Auparavant, l’État turc n’avait pas besoin d’accords de ce genre de traités pour persécuter les communistes turcs, les nationalistes kurdes ou arméniens dans la patrie des droits de l’homme.

Rien que durant les années 80, on ne compte plus les crimes commis sur le sol français par les ripoux turcs s’appuyant sur les réseaux mafieux d’extrême droite comme les Loups Gris : attentat le 5 décembre 1983 contre l’organisation de jeunesse arménienne, tentative d’assassinat des activistes arméniens Ara Toranian et Henri Papazian, plasticage du monument arménien d’Alfortville le 4 mai 1984 etc. 
Derrière ces crimes, le même nom resurgit, celui d’Abdullah Catli, trafiquant d’héroïne, tueur à gages et militant fasciste recherché par Interpol mais bénéficiant des protections policières turques.

Catli est mort dans le fameux accident de Susurluk le 3 novembre 1996.

A bord de la Mercedes sinistrée, on a retrouvé le corps sans vie de sa maîtresse et celui d’un chef de la police antiterroriste turque.
Le quatrième acteur surprise de ce tragique road movie plus vrai que nature fut Sedat Bucak, député du parti de droite à l’époque au pouvoir et seul survivant du crash.

Au moment de son décès, Abdullah Catli portait un faux passeport fourni par Mehmet Agar en personne, le ministre de l’intérieur de l’époque.

Aujourd’hui, le premier ministre turc Erdogan a beau se faire passer pour un Di Pietro turc en guerre contre l’État profond, les scandales concernant sa collaboration avec des membres de la bande à Catli ou des tortionnaires de l'ancien régime sont légion.

Comme tout caïd qui se respecte, du temps où il était détenu à la prison de Pinarhisar en raison de ces discours islamistes enflammés, Erdogan était flanqué de gardes du corps.

Parmi eux, il y avait un certain Hasan Yesildag. Ce sombre personnage est cité dans l’affaire de l’attentat contre le monument aux Arméniens à Marseille et fait partie de la bande à Catli (Source : Necdet Pekmezci, Derin Abiler-Derin Sirlar, Ed.
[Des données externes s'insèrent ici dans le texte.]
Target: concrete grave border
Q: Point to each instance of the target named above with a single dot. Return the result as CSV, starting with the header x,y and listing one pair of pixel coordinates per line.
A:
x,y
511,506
Kripto, 2012).
 
Le 17 juin 2004, un ex-détenu politique dénommé Erdal Gökoglu avait démasqué lors d’un colloque à Rotterdam un autre bodyguard du premier ministre, Maksut Karal, coupable de tortures à la chaîne. (Voir http://archive.indymedia.be/news/2004/06/86320.html ).
Pour taire les critiques, Erdogan avait prié son gorille de se tenir en retrait.

Le procès Ergenekon ( http://fr.wikipedia.org/wiki/Ergenekon ) constitue l’illustration la plus aboutie de cette stratégie gouvernementale consistant à feindre de vouloir tordre le cou aux vieux démons qui hantent les institutions de l’État tout en les utilisant à son propre profit pour écarter ses adversaires.
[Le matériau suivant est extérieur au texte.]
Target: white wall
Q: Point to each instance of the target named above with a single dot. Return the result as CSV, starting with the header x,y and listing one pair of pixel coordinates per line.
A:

Avant l’arrivée au pouvoir de l’AKP, les vieux démons de l’État profond avaient fait de l’exécution extrajudiciaire leur sport favori.
Aujourd’hui, cette pratique terroriste a non seulement survécu à l’avènement de l’AKP mais elle a même retrouvé une nouvelle jeunesse comme en témoigne l’assassinat de l'écolier kurde de 12 ans Ugur Kaymaz, de l’étudiant socialiste Önder Babat ou encore du journaliste arméno-turc Hrant Dink.

Selon les organisations turques des droits de l’homme, une quarantaine de citoyens ont été victimes d’exécutions extrajudiciaires suite aux tirs des forces de sécurité durant l’année 2012.

Sont-ce les mêmes qui auraient tué Sakine, Fidan et Leyla dans le centre d’information du Kurdistan à Paris ?

L'opposition turco-kurde qui lutte contre le régime policier d'Erdogan en a l'intime conviction.